Peut-on déjà parler de reprise ?
par Hervé Péléraux
La publication d’une croissance de l’économie française de 0,3 % au troisième trimestre 2015 a quelque peu rassuré après la déception du deuxième trimestre où le PIB avait stagné, coupant court au fort rebond du premier trimestre (+0,7 %). Cette relative bonne nouvelle, conforme à notre prévision, conforte l’idée, qu’à partir du second semestre 2014, la croissance a changé de régime (+0,3 % en moyenne par trimestre) en comparaison de la période antérieure (+0,1 % par trimestre entre le deuxième trimestre 2011 et le deuxième trimestre 2014, voir graphique).
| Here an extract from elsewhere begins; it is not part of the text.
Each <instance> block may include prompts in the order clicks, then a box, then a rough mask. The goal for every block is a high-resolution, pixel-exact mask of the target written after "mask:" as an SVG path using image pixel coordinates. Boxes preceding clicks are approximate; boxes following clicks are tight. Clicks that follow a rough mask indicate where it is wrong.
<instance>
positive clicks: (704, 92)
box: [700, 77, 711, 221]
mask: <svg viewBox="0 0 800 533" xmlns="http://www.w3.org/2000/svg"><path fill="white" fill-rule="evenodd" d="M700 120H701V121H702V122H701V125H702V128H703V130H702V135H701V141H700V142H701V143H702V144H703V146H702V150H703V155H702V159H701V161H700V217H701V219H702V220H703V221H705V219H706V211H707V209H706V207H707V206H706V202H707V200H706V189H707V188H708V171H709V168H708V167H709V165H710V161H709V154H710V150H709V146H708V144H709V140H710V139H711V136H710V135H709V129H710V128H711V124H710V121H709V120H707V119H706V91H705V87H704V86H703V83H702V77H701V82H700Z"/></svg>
Au-delà de ses à-coups trimestriels, la croissance hexagonale est bien positive, mais insuffisante pour signer une entrée en phase de reprise proprement dite comme on a pu le voir dans le passé. Un tel schéma suppose en effet que la croissance s’installe durablement au-dessus de la croissance potentielle (évaluée à 1,3 % l’an, soit un peu plus de 0,3 % par trimestre) et que s’enclenche de ce fait un mouvement de convergence du PIB vers le PIB potentiel, mettant fin au retard d’activité accumulé depuis le début de la crise.
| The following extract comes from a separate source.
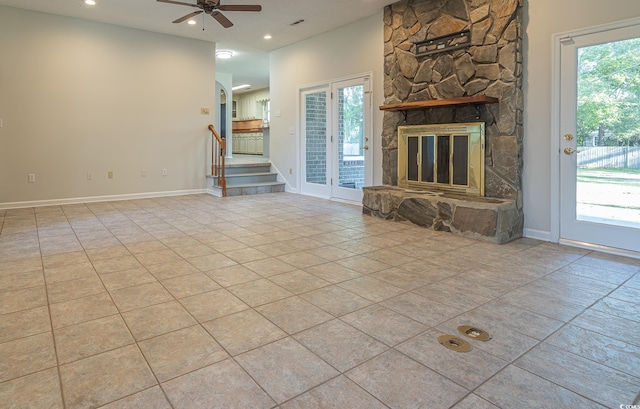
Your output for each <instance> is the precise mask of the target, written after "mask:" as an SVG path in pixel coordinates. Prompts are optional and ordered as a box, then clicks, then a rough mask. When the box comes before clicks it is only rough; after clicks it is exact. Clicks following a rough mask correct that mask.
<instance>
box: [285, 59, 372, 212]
mask: <svg viewBox="0 0 640 409" xmlns="http://www.w3.org/2000/svg"><path fill="white" fill-rule="evenodd" d="M358 79H363V80H364V81H368V89H365V108H364V109H365V110H366V111H367V116H368V122H369V123H368V124H365V129H369V130H370V135H369V143H368V145H369V150H368V152H367V154H365V170H364V179H365V186H367V185H368V184H367V182H369V184H373V169H374V157H375V155H374V152H373V147H374V146H375V144H374V142H375V135H373V130H374V126H373V125H374V118H373V84H374V81H373V71H369V72H364V73H358V74H353V75H349V76H345V77H340V78H333V79H329V80H326V81H321V82H317V83H313V84H307V85H302V86H299V87H298V90H297V91H298V98H297V105H298V106H297V111H298V118H297V126H298V132H297V135H298V140H297V145H298V154H297V156H298V160H297V165H298V172H297V173H298V175H300V189H299V192H300V193H301V194H305V195H309V196H315V197H320V198H324V199H330V200H338V201H342V200H344V199H340V198H338V197H334V196H333V188H332V186H331V185H330V184H327V185H318V186H317V187H311V186H308V185H307V186H305V184H307V183H306V168H305V166H306V157H305V147H306V143H305V139H304V138H305V137H306V135H305V132H304V118H303V115H304V110H303V108H304V101H303V95H304V94H305V93H312V92H319V91H322V90H328V93H329V101H328V103H327V121H328V122H327V133H328V135H327V139H328V142H327V155H331V157H330V158H327V172H328V174H327V177H328V178H331V177H333V168H334V167H335V166H337V165H336V163H334V162H335V161H337V155H336V157H335V158H334V157H333V156H334V147H335V146H337V143H338V141H337V138H335V141H334V142H330V141H329V138H330V134H331V133H333V129H334V120H335V118H334V115H333V114H334V112H333V110H334V99H333V98H332V97H331V93H332V90H333V87H334V85H335V84H337V83H340V82H345V81H352V80H358ZM367 103H368V105H366V104H367ZM346 201H349V200H346Z"/></svg>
L’expérience passée montre qu’en général, les signaux de reprise lancés par les comptes trimestriels ne sont pas ambigus et laissent rarement place à l’incertitude sur le passage de l’économie d’une phase descendante à une phase montante. Même si l’estimation de la croissance potentielle fait débat, et donc le seuil à partir duquel la croissance effective s’inscrit dans une phase de reprise, cette incertitude ne joue pas sur la datation des points de retournement. L’enclenchement des phases de reprise porte sans ambiguïté le taux de croissance du PIB à un niveau suffisamment élevé pour asseoir solidement le diagnostic d’une entrée en phase de reprise. Ce fut le cas lors des reprises de 1987, 1994 et 1997, tant à l’examen des comptes provisoires qu’à celui des comptes définitifs (tableau).
Mais les reprises de 2003 et de fin 2009 ont été moins bien détectées par les comptes provisoires : annoncée initialement à 0,4 % au troisième et au quatrième trimestre 2003 dans les premiers comptes, la croissance est évaluée à 0,7 et 0,9 % dans la version actuelle des comptes nationaux, ce qui, une fois intégrée la révision des estimations, modifie le diagnostic sur la trajectoire de l’économie. Semblable constat peut être fait pour la reprise de la fin de l’année 2009, avec un premier signal qualitatif de reprise émanant des comptes provisoires au quatrième trimestre 2009, signal non confirmé au trimestre suivant (hausse du PIB de +0,1 %) et par la suite une sous-estimation chronique de la croissance qui pouvait faire douter du sentier de reprise emprunté par l’économie de la fin 2009 au début de l’année 2011 (en moyenne, sur cette période, la première version des comptes annonçait une croissance de 0,5 % par trimestre alors que les comptes définitifs affichent une croissance moyenne de 0,7 %). Dans la version définitive des comptes, toute ambiguïté sur l’engagement dans cette trajectoire est levée : la révision en hausse de la croissance au premier trimestre 2010 – de +0,1 % à +0,4 % – assoit définitivement le signal de reprise.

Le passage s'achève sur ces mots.